O obscuro escritor destas verdades.
O quinto era um menino... uma verdadeira criança: não tinha nome, e posto que hoje todos lho conheçam, não me convém a mim dizê-lo neste lugar, e tão cedo.
II
Pago o quotidiano tributo à existência material; satisfeitos os deveres de cada profissão, a palestra literária nos reunia na faceira e tranqüila salinha do meu escritório...
Ali, - horas inteiras, - alheios às lutas do mundo, conchegados nos lugares e nas afeições, levitas do mesmo culto, filhos dos mesmos pais - a pobreza e o trabalho, - em derredor do altar do nosso templo - a mesa do estudo... falávamos de Deus, de amor, de sonhos; conversávamos música, pintura, poesia !...
Ali depúnhamos o fruto das lucubrações* da véspera, e na singela festa das nossas crenças, novas inspirações bebíamos para os trabalhos do seguinte dia. Era um contínuo deslizar de ameníssimos momentos; era um suave fugir das murmurações dos profanos; era enfim um dulcíssimo viver nas regiões da fantasia!... E foi esse o berço das Primaveras, das Tentativas, das Crisálidas e das Efêmeras, e foi dali que irradiaram os nomes de Casimiro de Abreu, de Macedinho, de Gonçalves Braga, e com esplêndido fulgor o de Machado de Assis!

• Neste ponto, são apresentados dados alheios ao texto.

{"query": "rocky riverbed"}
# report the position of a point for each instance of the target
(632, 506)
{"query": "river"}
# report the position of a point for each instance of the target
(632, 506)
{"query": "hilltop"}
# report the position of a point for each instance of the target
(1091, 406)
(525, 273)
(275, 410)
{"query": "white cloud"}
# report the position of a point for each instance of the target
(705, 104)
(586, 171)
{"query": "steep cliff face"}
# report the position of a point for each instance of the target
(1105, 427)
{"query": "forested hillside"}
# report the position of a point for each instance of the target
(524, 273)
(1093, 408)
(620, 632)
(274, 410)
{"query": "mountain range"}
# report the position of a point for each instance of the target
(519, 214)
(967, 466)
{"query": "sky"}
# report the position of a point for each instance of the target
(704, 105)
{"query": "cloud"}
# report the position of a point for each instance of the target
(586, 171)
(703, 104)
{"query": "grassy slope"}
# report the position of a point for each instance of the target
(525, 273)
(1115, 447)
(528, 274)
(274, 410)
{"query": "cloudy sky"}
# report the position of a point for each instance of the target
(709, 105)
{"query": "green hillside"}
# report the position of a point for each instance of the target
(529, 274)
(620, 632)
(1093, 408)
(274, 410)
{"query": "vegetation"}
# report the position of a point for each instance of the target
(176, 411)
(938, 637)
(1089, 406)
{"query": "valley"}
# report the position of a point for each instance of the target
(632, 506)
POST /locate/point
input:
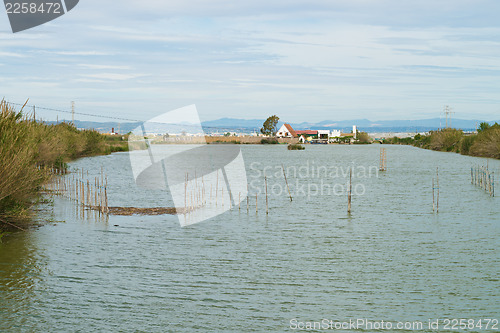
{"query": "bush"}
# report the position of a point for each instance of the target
(296, 147)
(29, 150)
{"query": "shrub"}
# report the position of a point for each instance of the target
(270, 141)
(296, 147)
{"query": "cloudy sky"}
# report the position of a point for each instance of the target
(304, 60)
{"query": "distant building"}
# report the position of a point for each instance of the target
(286, 131)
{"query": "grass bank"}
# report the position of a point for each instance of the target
(486, 143)
(30, 151)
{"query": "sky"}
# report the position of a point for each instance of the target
(308, 60)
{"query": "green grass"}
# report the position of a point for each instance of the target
(31, 151)
(486, 143)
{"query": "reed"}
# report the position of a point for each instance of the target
(31, 153)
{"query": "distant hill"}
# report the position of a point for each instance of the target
(366, 125)
(250, 125)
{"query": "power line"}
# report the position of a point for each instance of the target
(73, 113)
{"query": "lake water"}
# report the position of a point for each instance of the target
(392, 259)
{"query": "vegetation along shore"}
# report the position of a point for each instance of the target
(32, 152)
(484, 143)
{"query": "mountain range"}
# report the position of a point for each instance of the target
(251, 125)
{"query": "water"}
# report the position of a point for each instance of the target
(392, 259)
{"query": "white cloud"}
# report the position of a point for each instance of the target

A morte e o tempo derribaram o altar, e dispersaram os levitas. Do templo só resta o chão em que se ergueu; e dos amigos só ficaram dois... dois para guardar, como Vestais severas, o fogo sagrado das tradições daqueles dias, e para resumir no profundo afeto que os liga, o laço que tão fortemente estreitava os cinco.
E no instante em que este livro chegar às mãos do primeiro leitor, as campas deles, - diz-mo o coração, - se entreabrirão para receber o saudoso suspiro dos irmãos, e um raio simpático da auréola do poeta!